Please use this identifier to cite or link to this item: https://www.um.edu.mt/library/oar/handle/123456789/64105
Title: Workplace Assistant Augmented Reality
Authors: Camilleri, Gabriel
Keywords: Work environment
Augmented reality
Application software
User interfaces (Computer systems)
Issue Date: 2020
Citation: Camilleri, G. (2020). Workplace Assistant Augmented Reality (Bachelor's dissertation).

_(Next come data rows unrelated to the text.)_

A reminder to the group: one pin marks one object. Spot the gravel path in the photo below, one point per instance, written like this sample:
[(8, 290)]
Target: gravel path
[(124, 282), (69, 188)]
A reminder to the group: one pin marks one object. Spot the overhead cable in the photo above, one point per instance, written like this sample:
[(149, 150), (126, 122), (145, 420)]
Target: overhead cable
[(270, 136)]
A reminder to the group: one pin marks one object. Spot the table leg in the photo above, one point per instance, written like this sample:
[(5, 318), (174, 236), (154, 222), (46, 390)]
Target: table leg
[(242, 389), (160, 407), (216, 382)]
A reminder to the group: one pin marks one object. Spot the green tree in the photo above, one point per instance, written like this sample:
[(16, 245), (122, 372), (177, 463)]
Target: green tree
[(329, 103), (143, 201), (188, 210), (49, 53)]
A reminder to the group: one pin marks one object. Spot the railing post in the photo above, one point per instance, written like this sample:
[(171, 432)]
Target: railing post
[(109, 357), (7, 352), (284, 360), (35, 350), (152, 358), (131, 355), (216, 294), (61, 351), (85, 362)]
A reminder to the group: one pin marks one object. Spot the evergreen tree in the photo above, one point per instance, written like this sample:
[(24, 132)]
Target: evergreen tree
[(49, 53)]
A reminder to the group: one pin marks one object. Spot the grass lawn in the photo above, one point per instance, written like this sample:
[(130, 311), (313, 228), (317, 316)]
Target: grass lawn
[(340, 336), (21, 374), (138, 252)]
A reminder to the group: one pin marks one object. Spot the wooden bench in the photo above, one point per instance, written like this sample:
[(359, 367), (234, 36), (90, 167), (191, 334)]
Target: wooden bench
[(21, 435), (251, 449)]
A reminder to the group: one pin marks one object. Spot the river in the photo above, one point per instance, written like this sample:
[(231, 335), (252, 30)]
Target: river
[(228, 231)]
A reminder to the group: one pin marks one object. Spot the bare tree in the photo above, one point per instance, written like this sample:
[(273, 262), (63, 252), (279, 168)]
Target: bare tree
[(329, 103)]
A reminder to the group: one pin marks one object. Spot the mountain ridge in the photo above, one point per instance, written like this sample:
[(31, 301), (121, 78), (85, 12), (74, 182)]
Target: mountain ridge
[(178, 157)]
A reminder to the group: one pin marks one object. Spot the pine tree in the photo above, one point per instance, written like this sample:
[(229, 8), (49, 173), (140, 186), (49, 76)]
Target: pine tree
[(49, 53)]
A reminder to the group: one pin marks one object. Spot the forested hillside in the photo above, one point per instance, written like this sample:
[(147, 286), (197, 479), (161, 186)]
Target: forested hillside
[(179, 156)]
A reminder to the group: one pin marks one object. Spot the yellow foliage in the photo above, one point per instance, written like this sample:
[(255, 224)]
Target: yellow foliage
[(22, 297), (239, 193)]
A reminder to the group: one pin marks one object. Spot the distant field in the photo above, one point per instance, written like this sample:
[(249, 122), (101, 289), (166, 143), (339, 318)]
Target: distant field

Abstract: Starting a new job in an office can be very stressful for an intern or a new employee, especially on their first day at the office. It takes time to adjust and learn what other employees’ jobs are and how they can be beneficial to them. It might additionally take some time for new members to learn the ropes and their purpose within the office building, while understanding and learning how to use certain equipment, for example, an automatic key lock or simply a coffee machine. Therefore, the Workplace Assistant Augmented Reality tries to identify the user’s requirements in accomplishing a specific task within the workplace through user profiling and recommendation, whilst providing the relevant information for the user to learn and understand the environment around them via augmented reality. The application is intended to guide new employees through an adapted process which enables them to understand the environment around them along with equipment which they might use daily. It will also be intended on guiding the users, providing them with relevant information in order to successfully accomplish their task. The system incorporates collaborative filtering and a similarity-based technique using SVD++ and item to item based similarity respectively, to provide recommendations, along with deep learning and traditional computer vision techniques using Vuforia, to provide augmented reality. Using the tools mentioned the system provides information about offices, directions towards specific offices, and information on how to utilise the coffee machine of the company which the application was tailor made for. From the tests performed the indication is that the SVD++ model was the most efficient model to apply in comparison to other machine learning models, when applied with AR. The model achieved average Root Mean Square Error and Mean Absolute Error of 3.1226 and 2.6866, respectively. The AR component achieved promising distance, colour, rotation and occlusion variance values. Finally, the system obtained on average positive qualitative results via user-feedback along with recommendations on how it may be further improved.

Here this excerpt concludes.